Setting up Sandbox for Oxford QDA Students

amelia · January 20, 2021, 10:32am

Grant, the professor I work with, is enthusiastic about the idea of the OII MSc students using the platform for coding and analysis for our class. I imagine they’ll be particularly interested in coding the NGI data as well as their own interviews/field notes.

How do we proceed in setting this up? Thank you!

hugi · January 20, 2021, 12:11pm

Hooray!

For this part, we would need to give them annotator access to Edgeryders proper. This is potentially an issue since they are in the production environment of a live research project. Remember that all people with annotator access can add and remove annotations for anything on the platform.

Unless, @matthias, there is some straightforward way of creating a second user group (i.e. annotator-students) and giving them limited access to create annotations that only they can see.

I could then modify the Graphryder import to only include annotations by a certain user group. I have an idea for how to do it, so could work on it pro-bono as I think would be a great step forward for our stack to be used in this context. However, the same might not be true for @matthias and indeed the work on that end might be more complex.

This is easier, as we would set up a custom new platform for them, as @matthias said that he and Daniel would be willing to do. Once they have set it up, I will help configure it and manage access.

alberto · January 21, 2021, 9:48am

The way I would do that is to filter the annotations that feed Graphryder by the name of the annotation’s author: only the ones by @nextgenethno get in.

That might be too much power, indeed. In the short run, we can solve it by drilling a sense of responsibility into them (and we have daily backups anyway).

amelia · January 21, 2021, 10:13am

It’s not a big class so I should be able to keep things under control, I hope!

katejsim · January 21, 2021, 5:35pm

omg this will be a revelation to them after the troglodyte programs they’re trained to use

amelia · January 21, 2021, 6:47pm

mass exodus from nvivo incoming

amelia · January 22, 2021, 9:35am

I was going to wait til next week to write this out but I couldn’t fall asleep last night because I was thinking about the data model for OE for people’s ethnographic projects (I know, nerd alert). So I’m going to write it now. I think rather than seeing this as a “sandbox”, we should use it as a beta test of this part of Open Ethnographer and build on it from there. @alberto @matthias @hugi , what do you think?

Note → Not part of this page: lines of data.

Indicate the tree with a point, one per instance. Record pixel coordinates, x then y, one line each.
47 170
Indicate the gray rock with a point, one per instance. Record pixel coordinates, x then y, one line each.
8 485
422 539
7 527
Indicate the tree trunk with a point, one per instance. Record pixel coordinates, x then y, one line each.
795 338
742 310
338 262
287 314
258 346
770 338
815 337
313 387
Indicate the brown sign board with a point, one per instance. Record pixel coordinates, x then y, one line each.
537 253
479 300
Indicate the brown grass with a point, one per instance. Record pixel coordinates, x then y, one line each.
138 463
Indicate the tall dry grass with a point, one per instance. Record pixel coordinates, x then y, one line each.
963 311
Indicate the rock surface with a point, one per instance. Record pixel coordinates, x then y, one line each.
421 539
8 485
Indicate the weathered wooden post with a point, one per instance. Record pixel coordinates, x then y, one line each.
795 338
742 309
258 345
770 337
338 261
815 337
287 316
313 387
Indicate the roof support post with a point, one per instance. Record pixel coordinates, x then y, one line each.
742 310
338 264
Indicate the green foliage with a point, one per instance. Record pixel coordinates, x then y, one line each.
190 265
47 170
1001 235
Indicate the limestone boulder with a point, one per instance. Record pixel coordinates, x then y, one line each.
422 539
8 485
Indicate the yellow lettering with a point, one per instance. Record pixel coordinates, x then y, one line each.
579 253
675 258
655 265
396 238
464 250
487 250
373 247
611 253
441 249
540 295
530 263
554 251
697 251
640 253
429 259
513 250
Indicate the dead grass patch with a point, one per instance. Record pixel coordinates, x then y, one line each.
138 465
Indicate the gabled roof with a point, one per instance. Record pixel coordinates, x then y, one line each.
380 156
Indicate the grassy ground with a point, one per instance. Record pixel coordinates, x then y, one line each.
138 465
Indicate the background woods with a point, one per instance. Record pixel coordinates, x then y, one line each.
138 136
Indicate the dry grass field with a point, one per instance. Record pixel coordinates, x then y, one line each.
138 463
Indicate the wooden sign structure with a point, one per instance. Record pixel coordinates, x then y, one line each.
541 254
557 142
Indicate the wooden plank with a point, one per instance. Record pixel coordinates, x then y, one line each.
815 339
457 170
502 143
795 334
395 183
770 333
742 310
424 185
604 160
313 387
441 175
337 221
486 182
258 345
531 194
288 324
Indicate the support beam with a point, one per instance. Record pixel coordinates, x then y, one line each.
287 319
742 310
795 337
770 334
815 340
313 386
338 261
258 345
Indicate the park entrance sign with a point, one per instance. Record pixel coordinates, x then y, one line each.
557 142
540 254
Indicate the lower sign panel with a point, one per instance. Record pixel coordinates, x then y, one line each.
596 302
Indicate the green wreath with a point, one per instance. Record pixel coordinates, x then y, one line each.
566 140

Open Ethnographer Data Model

First, we set up a custom platform attached to the existing ER platform (a “community” like the Blivande platform). I think we should call it Open Ethnographer for clarity.

The front page: A welcome, with welcome video and instructions on how to use OE, and then the list of ongoing projects (automatically generated because they will be categories).

If you’re an ethnographer, you can start your own project by creating a category. Let’s say: Smart Cities on Mars is my project.

Each project has its own unique Discourse tag. So I create my “overall” tag, which follows the pattern #ethno-projectname. So let’s say my tag is #ethno-marsscities.
I start adding data. Say I want to add an interview. I create a new post, title it “Interview with Sanjay”, and I apply two Discourse tags: my project tag (#ethno-projectname) and a tag labelling what kind of data it is, attached to my project (#interview-projectname). Example types of data:
#fieldnote-projectname, #focusgroup-projectname, #survey-projectname, #socialmediaposts-projectname, #forumconvo-projectname, #video-projectname, #webcontent-projectname, #archival-projectname. We standardise these by providing a suggested list of project tags so that everyone is using the same tag format, but people are also free to add their own. I paste my interview and I can now code it.
I can choose to make these posts private (locked to me alone) or public (once stripped of any personally identifiable data). This means that I am ok with other people using my data for their project, and also means I can use their data too! All I have to do to add someone else’s data to my project is to throw my project Discourse tag on an open post.
In the backend of OE, I can now see all the codes attached to my particular project (by sorting by my project Discourse tag), all the codes for one kind of data (sort by datatype-projectname) or see all the codes I’ve assigned to any project of mine (by sorting by my name).
I can also choose in the user settings whose codes I want to see suggested when I create new codes – only my own, only ones from a particular project of mine, only those of a particular user group (say, a group of my colleagues), or everyone.
I can visualise my data in my own SSNA, because I’ve used Discourse tags! And if I make my data open, others can too.
I can also host conversations on the platform to add to my own data – holding digital focus groups, events, etc.

From there, we keep working on how to import different kinds of data sources, expanding what OE can do. For example, usibg Tell Forms to conduct surveys on the platform as well and upload that data (I want to develop this with @alberto).

This way, from now on if someone asks if they can use OE for their own projects our answer can be – sure! Come on over.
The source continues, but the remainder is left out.